Striking the Perfect Work-Life Balance in Photography
By Hailey Harrison
I don’t want to voice an unpopular opinion, but photographers aren’t generally known as “team players.” Not because they don’t get along with others (in fact, if you’re a family portrait photographer you know exactly how important it is to be friendly, patient, and reasonable) but because they usually work alone, rather than with a team.
And we tend to think of branding as something that belongs to a team, an organization, a company with multiple employees. But do photographers need to build a personal brand, too? And why might it be helpful?
First of all, let me clarify what I mean by a personal brand. A personal brand image is a professional brand identity for a photography studio, a company as a personality.
Personal brand identities are more popular now than ever before, as we see more creatives strike out on their own with freelancing or their own companies, rather than working for someone else.
As a photographer building a strong brand on your own, have you considered a personal brand identity — yourself?
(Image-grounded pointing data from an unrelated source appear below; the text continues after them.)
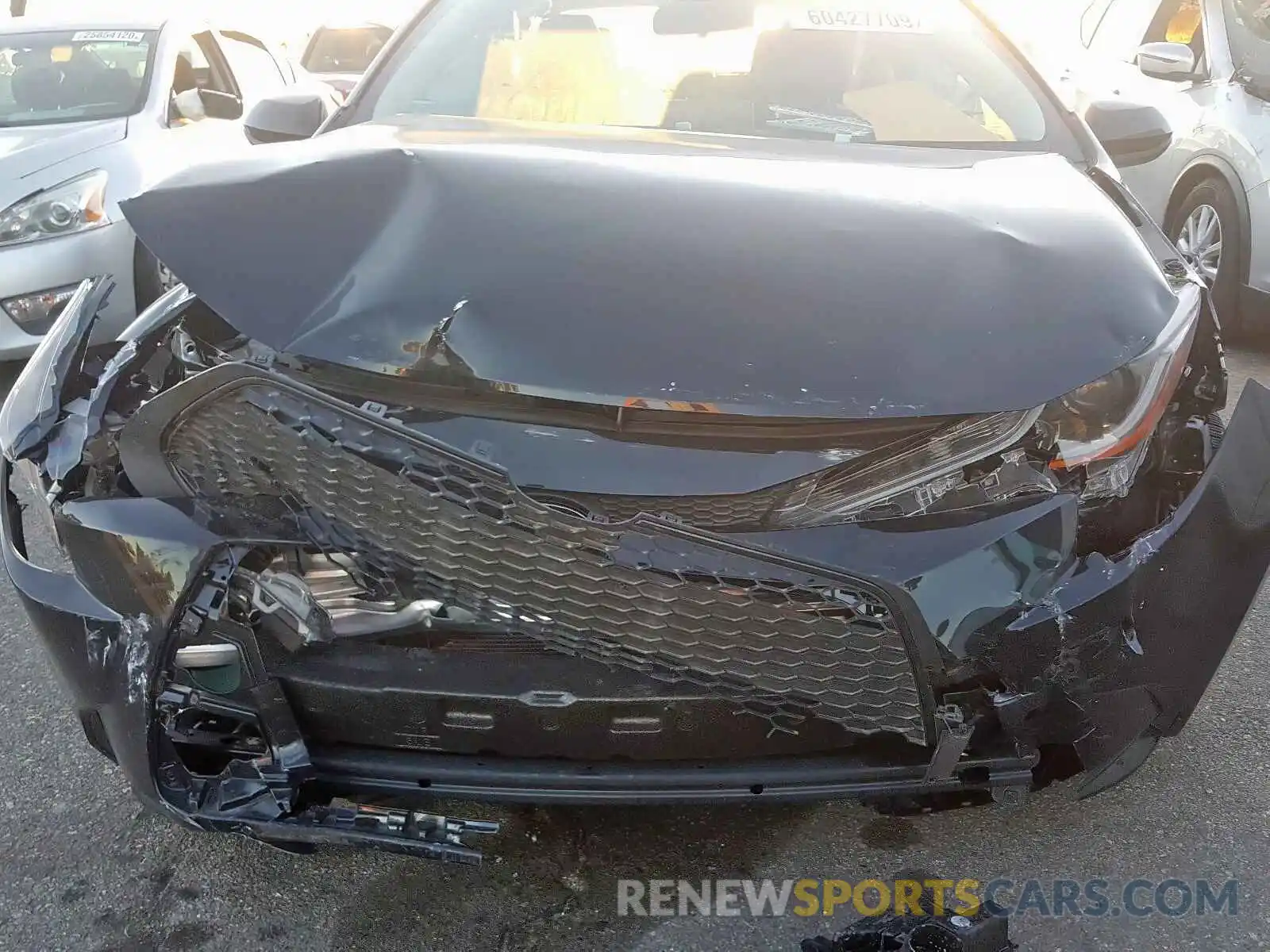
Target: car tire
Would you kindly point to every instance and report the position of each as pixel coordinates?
(150, 277)
(1208, 213)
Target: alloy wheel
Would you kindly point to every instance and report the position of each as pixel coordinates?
(1200, 241)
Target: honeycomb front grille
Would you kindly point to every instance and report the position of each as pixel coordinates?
(780, 641)
(738, 512)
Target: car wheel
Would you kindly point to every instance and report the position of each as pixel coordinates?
(1206, 228)
(150, 277)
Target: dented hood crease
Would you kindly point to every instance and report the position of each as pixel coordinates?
(772, 278)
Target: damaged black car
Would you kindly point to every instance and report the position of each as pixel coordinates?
(643, 404)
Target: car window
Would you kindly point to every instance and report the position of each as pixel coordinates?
(198, 67)
(344, 50)
(52, 76)
(895, 71)
(1179, 22)
(1248, 25)
(254, 67)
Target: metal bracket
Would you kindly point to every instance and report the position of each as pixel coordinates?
(956, 734)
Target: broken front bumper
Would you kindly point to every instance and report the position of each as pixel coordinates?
(1105, 655)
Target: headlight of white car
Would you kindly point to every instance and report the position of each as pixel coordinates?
(75, 205)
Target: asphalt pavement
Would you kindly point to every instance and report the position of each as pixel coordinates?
(82, 867)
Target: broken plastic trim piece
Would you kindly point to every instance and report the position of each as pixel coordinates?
(422, 835)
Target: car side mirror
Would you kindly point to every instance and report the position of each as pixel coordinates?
(1172, 61)
(287, 117)
(1132, 133)
(220, 106)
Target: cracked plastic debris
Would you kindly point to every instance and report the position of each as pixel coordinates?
(25, 427)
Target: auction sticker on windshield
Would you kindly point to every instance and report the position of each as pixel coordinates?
(103, 36)
(857, 19)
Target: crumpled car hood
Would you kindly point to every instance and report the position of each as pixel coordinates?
(742, 276)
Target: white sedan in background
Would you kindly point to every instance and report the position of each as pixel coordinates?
(1206, 65)
(90, 113)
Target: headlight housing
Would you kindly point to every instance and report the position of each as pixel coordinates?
(73, 206)
(35, 401)
(1105, 425)
(1102, 428)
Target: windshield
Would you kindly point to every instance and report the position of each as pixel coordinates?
(892, 71)
(73, 75)
(344, 50)
(1249, 29)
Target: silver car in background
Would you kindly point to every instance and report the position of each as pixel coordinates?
(338, 54)
(90, 113)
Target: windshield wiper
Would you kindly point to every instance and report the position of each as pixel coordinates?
(855, 127)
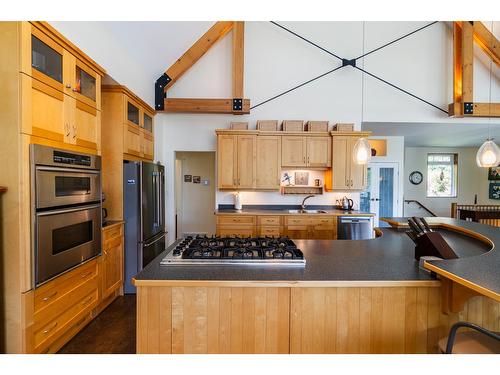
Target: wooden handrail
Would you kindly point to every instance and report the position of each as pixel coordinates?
(421, 205)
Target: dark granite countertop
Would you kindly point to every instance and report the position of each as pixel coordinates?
(283, 210)
(389, 258)
(480, 272)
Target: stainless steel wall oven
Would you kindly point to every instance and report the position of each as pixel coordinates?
(66, 201)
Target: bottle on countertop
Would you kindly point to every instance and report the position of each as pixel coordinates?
(237, 201)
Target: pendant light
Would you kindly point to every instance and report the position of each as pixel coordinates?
(362, 152)
(488, 154)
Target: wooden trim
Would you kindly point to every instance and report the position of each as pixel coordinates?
(197, 50)
(86, 144)
(55, 35)
(466, 283)
(86, 108)
(291, 284)
(467, 58)
(238, 58)
(457, 65)
(487, 41)
(44, 133)
(182, 105)
(124, 90)
(46, 88)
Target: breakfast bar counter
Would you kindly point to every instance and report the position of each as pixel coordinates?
(365, 296)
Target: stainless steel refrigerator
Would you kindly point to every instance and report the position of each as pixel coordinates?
(144, 204)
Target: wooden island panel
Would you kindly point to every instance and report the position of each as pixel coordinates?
(367, 320)
(212, 320)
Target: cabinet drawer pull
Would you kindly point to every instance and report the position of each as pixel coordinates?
(86, 274)
(50, 329)
(45, 299)
(80, 321)
(86, 302)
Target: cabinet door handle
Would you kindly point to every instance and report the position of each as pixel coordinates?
(86, 274)
(50, 329)
(45, 299)
(86, 302)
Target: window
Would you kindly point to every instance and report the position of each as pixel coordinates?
(442, 175)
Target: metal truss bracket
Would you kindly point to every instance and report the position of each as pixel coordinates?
(160, 94)
(468, 108)
(237, 104)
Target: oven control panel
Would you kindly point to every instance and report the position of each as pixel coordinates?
(73, 159)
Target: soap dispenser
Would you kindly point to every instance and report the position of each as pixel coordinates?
(237, 201)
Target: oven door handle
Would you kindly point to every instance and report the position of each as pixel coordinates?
(68, 210)
(70, 170)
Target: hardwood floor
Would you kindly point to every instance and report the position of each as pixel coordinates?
(112, 332)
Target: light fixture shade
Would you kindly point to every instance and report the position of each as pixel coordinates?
(488, 155)
(362, 152)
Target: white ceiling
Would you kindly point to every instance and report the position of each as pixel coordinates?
(437, 134)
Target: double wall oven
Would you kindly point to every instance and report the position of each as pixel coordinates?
(66, 200)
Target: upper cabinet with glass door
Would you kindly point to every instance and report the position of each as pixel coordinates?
(60, 88)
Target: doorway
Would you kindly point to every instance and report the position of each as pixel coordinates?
(194, 193)
(381, 196)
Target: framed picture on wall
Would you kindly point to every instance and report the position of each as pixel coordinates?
(494, 190)
(494, 174)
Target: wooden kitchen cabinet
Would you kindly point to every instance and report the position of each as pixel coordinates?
(112, 261)
(345, 174)
(60, 89)
(236, 161)
(128, 134)
(268, 167)
(311, 227)
(306, 151)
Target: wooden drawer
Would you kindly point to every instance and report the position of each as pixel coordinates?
(322, 222)
(236, 231)
(113, 231)
(44, 316)
(237, 219)
(46, 334)
(268, 220)
(53, 290)
(269, 231)
(297, 220)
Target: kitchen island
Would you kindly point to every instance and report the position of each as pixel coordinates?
(365, 296)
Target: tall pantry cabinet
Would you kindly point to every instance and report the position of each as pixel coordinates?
(50, 94)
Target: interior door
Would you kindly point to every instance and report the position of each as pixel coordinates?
(382, 192)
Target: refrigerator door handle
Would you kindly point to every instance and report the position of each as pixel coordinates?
(155, 241)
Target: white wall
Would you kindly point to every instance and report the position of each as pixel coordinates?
(135, 53)
(471, 180)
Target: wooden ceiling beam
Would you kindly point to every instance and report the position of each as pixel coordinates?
(197, 50)
(238, 58)
(194, 105)
(487, 41)
(465, 33)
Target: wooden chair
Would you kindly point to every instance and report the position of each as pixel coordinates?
(478, 341)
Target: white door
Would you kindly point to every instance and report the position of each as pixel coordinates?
(381, 196)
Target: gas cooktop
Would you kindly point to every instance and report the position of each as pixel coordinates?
(259, 251)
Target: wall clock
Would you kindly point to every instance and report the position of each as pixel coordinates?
(416, 177)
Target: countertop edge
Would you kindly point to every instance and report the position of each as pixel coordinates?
(289, 284)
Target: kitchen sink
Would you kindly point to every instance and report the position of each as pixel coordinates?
(306, 212)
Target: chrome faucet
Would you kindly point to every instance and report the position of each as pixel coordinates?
(303, 205)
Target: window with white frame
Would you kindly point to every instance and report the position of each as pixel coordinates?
(442, 175)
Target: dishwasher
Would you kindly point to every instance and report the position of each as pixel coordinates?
(355, 228)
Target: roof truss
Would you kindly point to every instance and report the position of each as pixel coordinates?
(465, 33)
(235, 105)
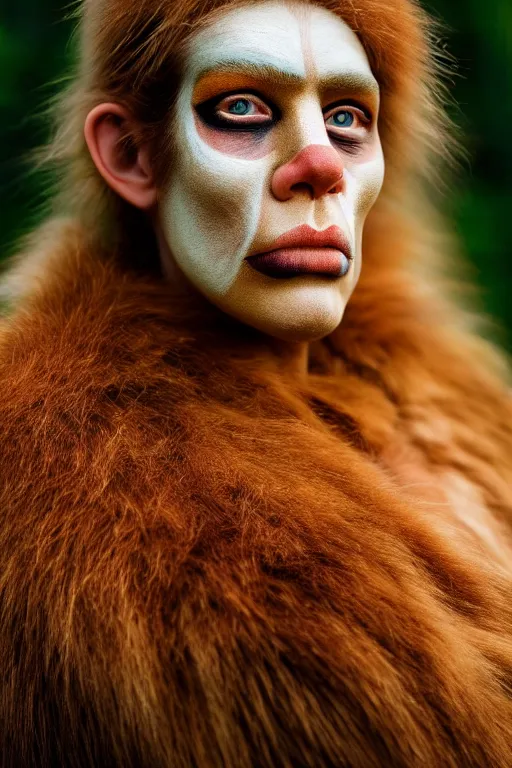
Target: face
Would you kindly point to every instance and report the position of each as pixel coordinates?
(277, 163)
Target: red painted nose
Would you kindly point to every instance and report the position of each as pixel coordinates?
(318, 168)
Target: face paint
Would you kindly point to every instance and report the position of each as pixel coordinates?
(278, 161)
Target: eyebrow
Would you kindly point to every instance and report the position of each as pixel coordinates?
(349, 80)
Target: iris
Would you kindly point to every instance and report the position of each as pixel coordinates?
(343, 119)
(240, 107)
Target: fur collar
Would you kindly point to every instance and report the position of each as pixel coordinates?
(207, 563)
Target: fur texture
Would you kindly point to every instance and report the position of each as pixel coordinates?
(206, 563)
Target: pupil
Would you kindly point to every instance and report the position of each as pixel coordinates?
(343, 118)
(239, 107)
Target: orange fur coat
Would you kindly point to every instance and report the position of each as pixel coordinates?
(205, 563)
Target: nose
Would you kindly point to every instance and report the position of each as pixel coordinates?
(317, 168)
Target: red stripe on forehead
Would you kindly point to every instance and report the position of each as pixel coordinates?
(303, 15)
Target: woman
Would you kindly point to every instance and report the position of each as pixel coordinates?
(256, 504)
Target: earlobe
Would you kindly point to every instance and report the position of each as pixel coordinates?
(127, 172)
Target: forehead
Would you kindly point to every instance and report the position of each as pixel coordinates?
(299, 40)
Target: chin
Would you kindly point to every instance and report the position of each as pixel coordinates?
(308, 326)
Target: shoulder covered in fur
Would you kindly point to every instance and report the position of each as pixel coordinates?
(196, 569)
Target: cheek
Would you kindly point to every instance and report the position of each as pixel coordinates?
(211, 209)
(365, 183)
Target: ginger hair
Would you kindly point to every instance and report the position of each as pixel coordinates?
(132, 53)
(203, 562)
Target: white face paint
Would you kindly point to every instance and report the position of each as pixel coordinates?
(276, 127)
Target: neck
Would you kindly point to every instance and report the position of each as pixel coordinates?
(292, 357)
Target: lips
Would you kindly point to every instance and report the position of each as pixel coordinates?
(305, 250)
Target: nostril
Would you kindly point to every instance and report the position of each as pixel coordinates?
(302, 186)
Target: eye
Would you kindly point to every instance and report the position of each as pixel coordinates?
(343, 119)
(237, 111)
(347, 123)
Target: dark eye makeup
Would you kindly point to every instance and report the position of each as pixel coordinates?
(208, 111)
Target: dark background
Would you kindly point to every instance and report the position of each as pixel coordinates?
(35, 53)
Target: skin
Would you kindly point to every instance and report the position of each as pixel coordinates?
(301, 75)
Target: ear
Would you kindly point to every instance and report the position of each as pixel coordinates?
(127, 172)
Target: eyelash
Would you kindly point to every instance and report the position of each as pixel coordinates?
(206, 110)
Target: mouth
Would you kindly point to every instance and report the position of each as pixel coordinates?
(305, 250)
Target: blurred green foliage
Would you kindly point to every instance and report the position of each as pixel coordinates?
(35, 53)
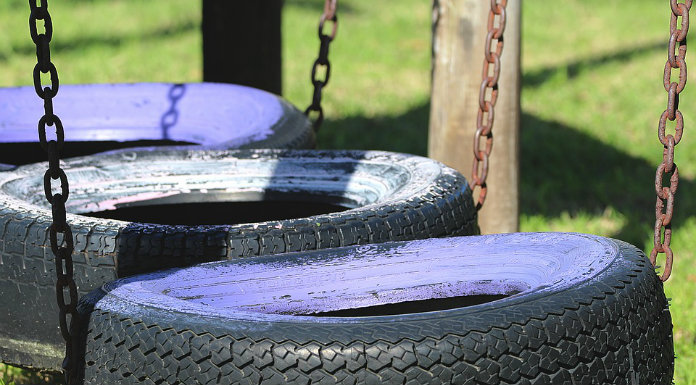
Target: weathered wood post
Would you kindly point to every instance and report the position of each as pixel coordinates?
(459, 32)
(241, 43)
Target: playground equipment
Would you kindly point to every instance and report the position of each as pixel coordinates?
(555, 307)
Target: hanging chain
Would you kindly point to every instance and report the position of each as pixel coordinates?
(325, 40)
(486, 112)
(60, 233)
(664, 207)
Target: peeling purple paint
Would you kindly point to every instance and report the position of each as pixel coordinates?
(206, 113)
(275, 287)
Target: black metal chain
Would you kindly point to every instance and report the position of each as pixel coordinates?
(330, 7)
(664, 206)
(60, 233)
(489, 81)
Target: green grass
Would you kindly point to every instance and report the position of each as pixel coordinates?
(592, 94)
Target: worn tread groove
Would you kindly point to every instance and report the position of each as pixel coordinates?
(607, 330)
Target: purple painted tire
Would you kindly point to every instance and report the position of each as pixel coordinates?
(498, 309)
(102, 117)
(130, 213)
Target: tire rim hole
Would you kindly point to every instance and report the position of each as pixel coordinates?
(218, 213)
(422, 306)
(26, 153)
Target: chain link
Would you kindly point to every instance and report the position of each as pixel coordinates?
(322, 61)
(487, 100)
(668, 170)
(60, 233)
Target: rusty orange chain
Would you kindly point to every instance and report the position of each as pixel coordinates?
(329, 14)
(664, 207)
(486, 112)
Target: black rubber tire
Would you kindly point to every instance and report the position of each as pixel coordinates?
(607, 324)
(394, 197)
(104, 117)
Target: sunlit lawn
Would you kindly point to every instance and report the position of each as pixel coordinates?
(592, 94)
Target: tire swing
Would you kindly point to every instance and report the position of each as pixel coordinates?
(130, 212)
(213, 115)
(222, 116)
(535, 308)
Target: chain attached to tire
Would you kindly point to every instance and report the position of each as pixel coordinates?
(60, 233)
(484, 127)
(664, 207)
(330, 7)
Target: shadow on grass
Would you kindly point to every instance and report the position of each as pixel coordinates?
(536, 78)
(400, 133)
(565, 170)
(83, 42)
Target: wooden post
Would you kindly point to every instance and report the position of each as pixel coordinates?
(459, 31)
(241, 43)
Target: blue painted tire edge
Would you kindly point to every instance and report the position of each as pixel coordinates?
(394, 197)
(611, 325)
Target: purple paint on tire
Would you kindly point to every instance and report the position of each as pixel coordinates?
(285, 286)
(222, 116)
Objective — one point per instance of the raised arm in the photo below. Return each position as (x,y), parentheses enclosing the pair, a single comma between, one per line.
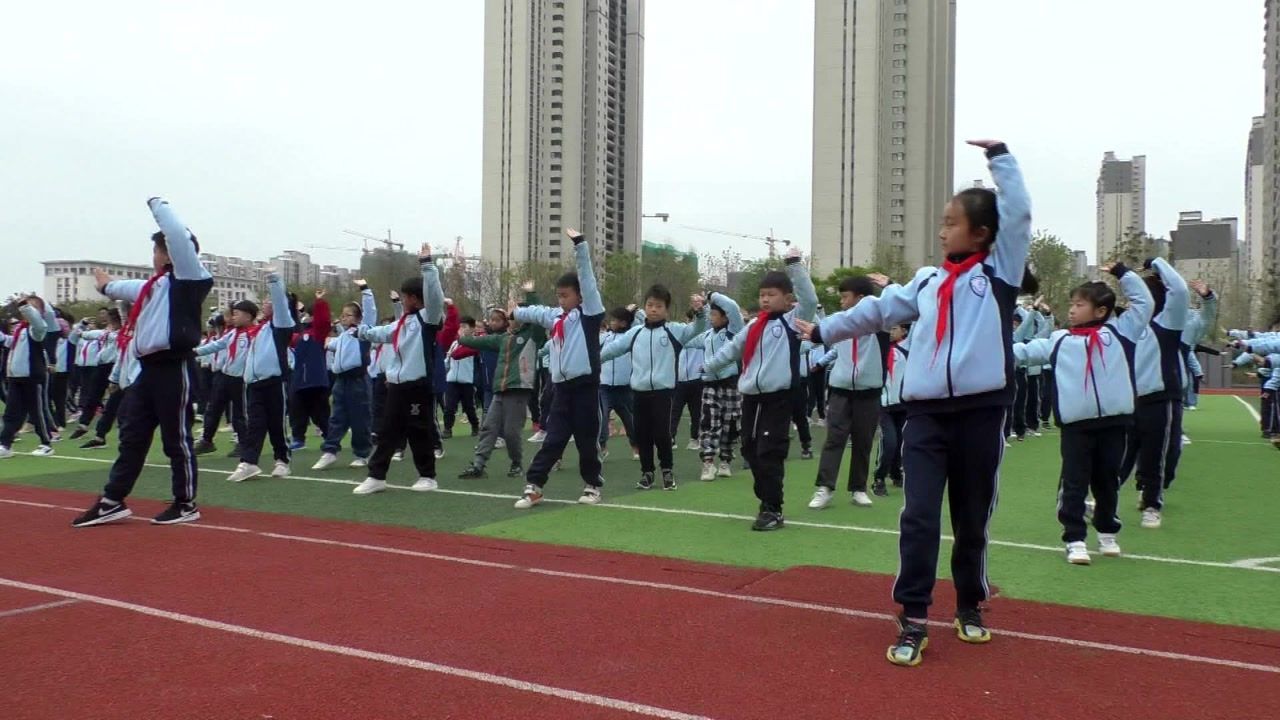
(280,315)
(1136,319)
(592,301)
(178,241)
(433,295)
(620,345)
(1014,240)
(1173,317)
(731,310)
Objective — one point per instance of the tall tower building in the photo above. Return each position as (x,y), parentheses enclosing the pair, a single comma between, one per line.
(1121,203)
(883,127)
(563,83)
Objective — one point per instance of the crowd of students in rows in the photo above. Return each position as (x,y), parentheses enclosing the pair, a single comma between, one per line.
(947,365)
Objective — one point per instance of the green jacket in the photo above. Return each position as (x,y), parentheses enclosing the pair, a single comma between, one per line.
(516,355)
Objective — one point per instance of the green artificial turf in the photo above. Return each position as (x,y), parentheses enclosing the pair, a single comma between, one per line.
(1217,511)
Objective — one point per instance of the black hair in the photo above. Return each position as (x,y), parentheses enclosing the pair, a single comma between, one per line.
(568,279)
(777,279)
(1031,283)
(412,286)
(858,285)
(160,241)
(981,210)
(1097,294)
(1157,292)
(658,291)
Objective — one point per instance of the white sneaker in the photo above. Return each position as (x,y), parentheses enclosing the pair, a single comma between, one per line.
(1151,518)
(531,497)
(821,499)
(245,472)
(369,487)
(1107,545)
(1077,554)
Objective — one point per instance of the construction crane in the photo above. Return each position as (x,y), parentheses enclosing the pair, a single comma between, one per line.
(385,241)
(772,241)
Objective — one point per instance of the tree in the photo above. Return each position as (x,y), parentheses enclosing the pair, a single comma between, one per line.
(1052,263)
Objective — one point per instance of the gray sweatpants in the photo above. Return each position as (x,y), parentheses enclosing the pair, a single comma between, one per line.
(850,415)
(504,419)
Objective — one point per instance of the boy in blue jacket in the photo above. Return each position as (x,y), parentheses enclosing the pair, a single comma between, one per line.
(769,350)
(574,343)
(958,388)
(656,349)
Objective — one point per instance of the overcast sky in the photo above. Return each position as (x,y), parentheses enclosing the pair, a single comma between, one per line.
(275,124)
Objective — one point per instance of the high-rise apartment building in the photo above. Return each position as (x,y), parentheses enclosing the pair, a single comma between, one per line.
(1121,203)
(883,126)
(563,83)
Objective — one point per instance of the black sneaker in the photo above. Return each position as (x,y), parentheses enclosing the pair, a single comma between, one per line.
(177,513)
(101,513)
(969,627)
(912,641)
(94,443)
(767,520)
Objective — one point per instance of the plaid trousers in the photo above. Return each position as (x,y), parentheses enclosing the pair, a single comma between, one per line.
(722,414)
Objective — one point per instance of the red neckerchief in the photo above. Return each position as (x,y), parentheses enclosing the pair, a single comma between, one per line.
(396,332)
(1091,342)
(122,341)
(753,337)
(945,291)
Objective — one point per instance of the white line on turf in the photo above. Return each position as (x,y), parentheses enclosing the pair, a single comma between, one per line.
(1249,408)
(752,598)
(37,607)
(1052,548)
(513,683)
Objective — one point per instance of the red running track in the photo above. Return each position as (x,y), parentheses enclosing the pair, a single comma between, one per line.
(259,627)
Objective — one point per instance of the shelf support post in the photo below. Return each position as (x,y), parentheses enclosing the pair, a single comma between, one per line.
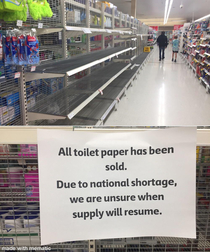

Well, it’s not exactly that simple. A brand identity isn’t just about your own personality — it’s also about how you’re branded, the services you provide, any specialties that you have, and the audience you cater to. So, it’s not enough just to say, “My name is Dave, and I take pictures.” The details are what help you to market yourself to your target demographic.
It also encompasses the visual identity that you use, such as how you design your business cards, website and timeless photography brand with a logo generator.
Building a personal brand identity can be extremely valuable for a photographer because it sets your brand apart for the target audience and can be designed to reach them. This saves on both time and your marketing budget.
Building your personal brand is a lot like building your portfolio. It showcases who you are and what you do, packaging it in an easy-to-market bundle.
It’s also helpful in terms of marketing strategy and promoting your business. As consumers, we’re attracted to brands who know what they’re doing and who they are, brands with a solid visual identity. It’s no different when there’s one person behind the brand as it is when there’s a hundred.
Building your personal brand identity gives you something solid to market. But how can you do it?
First of all, the most important thing in building a personal brand identity is to stop and take stock of who you are and what you want to do for your customers. In building my own brand, I’ve found that it’s important to narrow down the details rather than leave them too open. For photographers who do photo shoots, it’s better to state upfront that your specialty is pet photography, for example, and build a strong brand on that rather than trying to be all things to all people.
Later on, if you want to add to your skill set, you can reassess your brand. But start small and be true to yourself.
Secondly, once you have your brand identity dialed in, translate it into visuals and content. That means your logo, a website with your portfolio, social media platforms, blog articles, any advertising that you want to do, and anything else that can be directly used as promotional material. I like to double-check and make sure that all my branded content falls in line with who I am, so that it doesn’t muddy the marketing waters.
Thirdly, hold the line. Go back to your first step and check it against what you do from here on out, making sure that your identity is in harmony with itself. It’s fine to adjust and adapt over time — that’s only natural, and growth is good. But don’t do something wildly out of keeping with your personal brand identity, as it could alienate your target demographic.
Building a professional personal brand identity for your photography business is really a constructive project, and it takes time to get from the foundation to the roof. Be patient with yourself, be true to yourself, and you’ll see real growth from within.